Global stock markets remain well off of their peaks. Real estate prices are depressed in many nations. Unemployment remains stubbornly high. Concerns about the declining strength of the U.S. dollar have rocked exporting nations, as their goods have become more expensive for American consumers. Vietnam devalued its currency in an effort to remain competitive in the export market with China, where the currency is pegged to the greenback.
Fears about the potential for inflation have also hit the radar. Central banks continue to push money into the system in an effort to revive flagging economies and reverse rising unemployment, even as Japan has announced the return of deflation. Nuclear threats from North Korea and Iran, as well as ongoing wars in Afghanistan and Iraq, provide further reasons for caution.
Who’s Buying?
With all the uncertainty, central banks around the globe have great incentive to buy gold, as it enables them to diversify away from the U.S. dollar and provides a hedge against inflation. Central banks in China, India and Russia have been recent buyers, and oil-producing nations are likely to follow suit, as they have similar incentive to buy. Hedge funds and exchange-traded funds are buying, too. All of this activity has inflated the price of gold and captured the attention of retail and institutional investors alike.
A Closer Look
The days of miners striking it rich with picks and shovels are long gone. Nowadays, gold mining is largely a commercial operation, whereby tons of earth are processed in order to retrieve mere ounces of gold. The output is primarily used for creating jewelry, manufacturing electronic components and investment purposes.

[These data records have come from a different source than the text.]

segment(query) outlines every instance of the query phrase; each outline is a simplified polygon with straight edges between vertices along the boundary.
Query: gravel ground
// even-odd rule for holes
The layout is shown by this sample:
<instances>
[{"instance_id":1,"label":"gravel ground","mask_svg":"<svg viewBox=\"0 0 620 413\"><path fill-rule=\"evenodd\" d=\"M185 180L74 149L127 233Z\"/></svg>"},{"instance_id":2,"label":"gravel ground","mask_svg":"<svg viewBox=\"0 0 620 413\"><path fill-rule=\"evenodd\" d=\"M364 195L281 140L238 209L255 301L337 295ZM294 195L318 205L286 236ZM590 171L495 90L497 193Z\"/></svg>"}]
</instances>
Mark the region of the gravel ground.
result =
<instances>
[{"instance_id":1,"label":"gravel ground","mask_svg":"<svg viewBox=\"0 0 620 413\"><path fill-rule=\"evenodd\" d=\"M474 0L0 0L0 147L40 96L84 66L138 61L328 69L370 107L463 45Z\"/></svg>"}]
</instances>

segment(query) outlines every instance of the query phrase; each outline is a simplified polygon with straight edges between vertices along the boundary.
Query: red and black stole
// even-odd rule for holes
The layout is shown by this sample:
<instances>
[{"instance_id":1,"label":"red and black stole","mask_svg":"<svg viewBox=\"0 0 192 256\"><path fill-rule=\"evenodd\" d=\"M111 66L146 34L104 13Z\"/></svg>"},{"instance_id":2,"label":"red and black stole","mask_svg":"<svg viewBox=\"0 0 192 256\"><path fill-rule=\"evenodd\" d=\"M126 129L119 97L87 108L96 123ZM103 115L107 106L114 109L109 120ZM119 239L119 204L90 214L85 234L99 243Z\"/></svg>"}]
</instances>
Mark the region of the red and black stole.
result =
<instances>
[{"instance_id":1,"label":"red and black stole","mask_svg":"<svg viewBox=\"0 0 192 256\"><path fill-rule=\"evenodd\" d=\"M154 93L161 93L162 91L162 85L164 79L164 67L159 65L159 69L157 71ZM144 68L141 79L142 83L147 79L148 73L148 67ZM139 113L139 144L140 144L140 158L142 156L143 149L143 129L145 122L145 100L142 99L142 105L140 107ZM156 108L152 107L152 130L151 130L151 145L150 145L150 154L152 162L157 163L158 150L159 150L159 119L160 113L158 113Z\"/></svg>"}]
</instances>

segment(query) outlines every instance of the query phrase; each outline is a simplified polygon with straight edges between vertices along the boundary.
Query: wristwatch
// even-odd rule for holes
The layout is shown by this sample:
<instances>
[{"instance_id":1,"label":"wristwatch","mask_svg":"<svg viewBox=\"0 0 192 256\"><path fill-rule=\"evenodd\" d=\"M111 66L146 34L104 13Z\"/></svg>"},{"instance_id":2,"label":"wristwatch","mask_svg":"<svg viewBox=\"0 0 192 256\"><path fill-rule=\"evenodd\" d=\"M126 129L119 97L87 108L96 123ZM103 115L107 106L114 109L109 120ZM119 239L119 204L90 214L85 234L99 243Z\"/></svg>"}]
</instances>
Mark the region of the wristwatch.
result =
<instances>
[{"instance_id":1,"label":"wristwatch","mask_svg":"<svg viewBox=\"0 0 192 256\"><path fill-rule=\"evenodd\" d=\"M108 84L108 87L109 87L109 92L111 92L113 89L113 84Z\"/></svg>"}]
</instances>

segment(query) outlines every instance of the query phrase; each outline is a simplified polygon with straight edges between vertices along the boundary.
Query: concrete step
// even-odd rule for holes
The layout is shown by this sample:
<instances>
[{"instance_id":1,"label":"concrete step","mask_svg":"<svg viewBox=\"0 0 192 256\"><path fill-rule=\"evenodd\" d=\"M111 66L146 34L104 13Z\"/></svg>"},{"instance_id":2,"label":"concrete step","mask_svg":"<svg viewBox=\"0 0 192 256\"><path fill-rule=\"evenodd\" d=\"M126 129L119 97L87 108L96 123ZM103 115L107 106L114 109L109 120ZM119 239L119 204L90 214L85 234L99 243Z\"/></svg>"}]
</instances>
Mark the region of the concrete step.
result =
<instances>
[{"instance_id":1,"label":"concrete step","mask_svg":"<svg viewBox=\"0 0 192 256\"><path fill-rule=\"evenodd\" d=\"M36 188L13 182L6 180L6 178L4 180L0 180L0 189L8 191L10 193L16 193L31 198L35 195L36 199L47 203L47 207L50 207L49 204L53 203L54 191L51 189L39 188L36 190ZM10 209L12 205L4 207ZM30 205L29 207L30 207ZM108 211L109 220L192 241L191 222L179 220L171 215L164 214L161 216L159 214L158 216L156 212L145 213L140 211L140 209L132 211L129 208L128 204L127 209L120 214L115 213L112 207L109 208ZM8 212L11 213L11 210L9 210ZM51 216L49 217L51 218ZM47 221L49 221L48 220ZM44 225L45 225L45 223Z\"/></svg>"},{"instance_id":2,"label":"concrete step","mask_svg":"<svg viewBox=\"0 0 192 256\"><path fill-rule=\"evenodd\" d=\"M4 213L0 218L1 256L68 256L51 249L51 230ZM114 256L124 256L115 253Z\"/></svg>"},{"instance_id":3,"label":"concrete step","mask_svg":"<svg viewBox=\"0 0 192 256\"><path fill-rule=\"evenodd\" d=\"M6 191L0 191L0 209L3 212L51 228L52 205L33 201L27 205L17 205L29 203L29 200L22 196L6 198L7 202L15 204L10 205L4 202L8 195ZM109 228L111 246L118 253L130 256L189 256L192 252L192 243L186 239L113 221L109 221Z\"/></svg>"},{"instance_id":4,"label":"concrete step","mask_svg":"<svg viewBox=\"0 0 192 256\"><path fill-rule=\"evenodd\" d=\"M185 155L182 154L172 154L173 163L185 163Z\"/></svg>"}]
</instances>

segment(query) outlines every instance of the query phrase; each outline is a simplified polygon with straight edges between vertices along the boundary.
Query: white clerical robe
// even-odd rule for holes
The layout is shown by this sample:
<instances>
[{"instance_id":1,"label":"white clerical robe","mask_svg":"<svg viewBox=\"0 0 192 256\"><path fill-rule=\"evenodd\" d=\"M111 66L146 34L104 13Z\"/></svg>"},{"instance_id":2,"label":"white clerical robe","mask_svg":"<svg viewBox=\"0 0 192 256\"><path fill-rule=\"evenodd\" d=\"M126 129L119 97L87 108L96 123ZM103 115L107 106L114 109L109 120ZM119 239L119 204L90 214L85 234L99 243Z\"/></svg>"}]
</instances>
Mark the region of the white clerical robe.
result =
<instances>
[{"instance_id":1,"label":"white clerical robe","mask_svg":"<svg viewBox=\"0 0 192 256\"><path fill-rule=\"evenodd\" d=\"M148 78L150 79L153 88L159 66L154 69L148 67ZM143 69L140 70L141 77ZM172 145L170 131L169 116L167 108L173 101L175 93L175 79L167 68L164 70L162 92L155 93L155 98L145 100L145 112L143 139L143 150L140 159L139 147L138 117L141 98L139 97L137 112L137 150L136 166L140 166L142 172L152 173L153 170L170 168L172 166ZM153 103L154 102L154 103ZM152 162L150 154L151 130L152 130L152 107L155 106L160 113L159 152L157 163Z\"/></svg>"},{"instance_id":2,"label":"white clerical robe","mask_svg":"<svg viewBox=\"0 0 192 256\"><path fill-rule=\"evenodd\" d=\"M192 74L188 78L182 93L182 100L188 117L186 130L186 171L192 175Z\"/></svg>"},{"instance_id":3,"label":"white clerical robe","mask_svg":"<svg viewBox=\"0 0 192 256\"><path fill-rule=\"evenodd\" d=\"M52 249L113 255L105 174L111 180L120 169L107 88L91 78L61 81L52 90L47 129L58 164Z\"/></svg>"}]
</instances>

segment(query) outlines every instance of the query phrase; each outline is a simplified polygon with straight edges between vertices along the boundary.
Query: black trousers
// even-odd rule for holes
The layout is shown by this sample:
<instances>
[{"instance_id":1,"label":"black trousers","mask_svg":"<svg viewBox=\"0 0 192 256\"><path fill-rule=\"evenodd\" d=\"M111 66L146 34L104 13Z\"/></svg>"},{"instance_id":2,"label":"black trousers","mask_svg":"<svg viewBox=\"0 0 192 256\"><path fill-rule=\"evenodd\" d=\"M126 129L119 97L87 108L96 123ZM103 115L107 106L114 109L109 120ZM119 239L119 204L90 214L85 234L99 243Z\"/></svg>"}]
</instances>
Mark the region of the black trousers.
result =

From an investment perspective, gold doesn’t pay a dividend or provide cash flow. Profits are made based purely on price appreciation driven by supply and demand. At present, demand is high, and some analysts believe that production has already peaked.
While some investors believe gold is an adequate inflation hedge, research conducted by SEI has shown that this investment may not be the best choice for this purpose (see “Are Your Returns Real? TIPS for Investors,” published October 2009). While correlation analysis shows that gold has a leading relationship with inflation and would therefore increase in value before and during inflation increases, this relationship is subject to change depending on macroeconomic and geopolitical factors, as well as overall supply and demand. In addition, gold has experienced real yields lower than 20% during the time period from 1972 to mid-2009, and the price volatility it has shown during this same time period is too high for consistent inflation protection.
In the current market, gold is sitting at a record high. It costs roughly $400 an ounce to produce and sells at nearly triple that number. So if you aren’t holding gold today, buying at a record high may not be a prudent move.
Prudence aside, the key question is, “Could gold go higher?” The short answer is “yes.” From an economic perspective, triggers for a massive run-up that would see gold prices rise by hundreds of dollars per ounce could include anything from another Dubai-style default to a double-dip recession, escalating deficits or purchases by the Chinese government.
That noted, holding bullion is an expensive proposition, requiring insurance and storage space while generating no income. And while gold serves as a currency hedge for nations, most domestic investors are buying and selling goods in their home currencies, so the decline of the U.S. dollar or the devaluation of the Vietnamese dong has little meaning.
SEI’s View
For these reasons—lack of cash flow, inadequate protection against increases in inflation, price volatility and the current cost to buy and hold— SEI does not dedicate a portion of its asset allocation to gold or to commodities in general. We do not believe that commodities have provided significant, long-term value, but rather that they represent short-term trading opportunities.
In summary, while speculators may pick up a few dollars over the next six to nine months before the price of gold reverts to the mean, long-term investors seeking prudent risk management and limited volatility will stick to strategic asset allocation decisions and participate in the gold rally only indirectly, such as through existing holdings in mining stocks. SEI sits firmly in the latter camp.
This material is provided by SEI Investments Management Corp. for educational purposes only and is not meant to be investment advice. The reader should consult with his/her financial advisor for more information. This material represents an assessment of the market environment at a specific point in time and is not intended to be a forecast of future events, or a guarantee of future results. There are risks involved with investing, including possible loss of principal.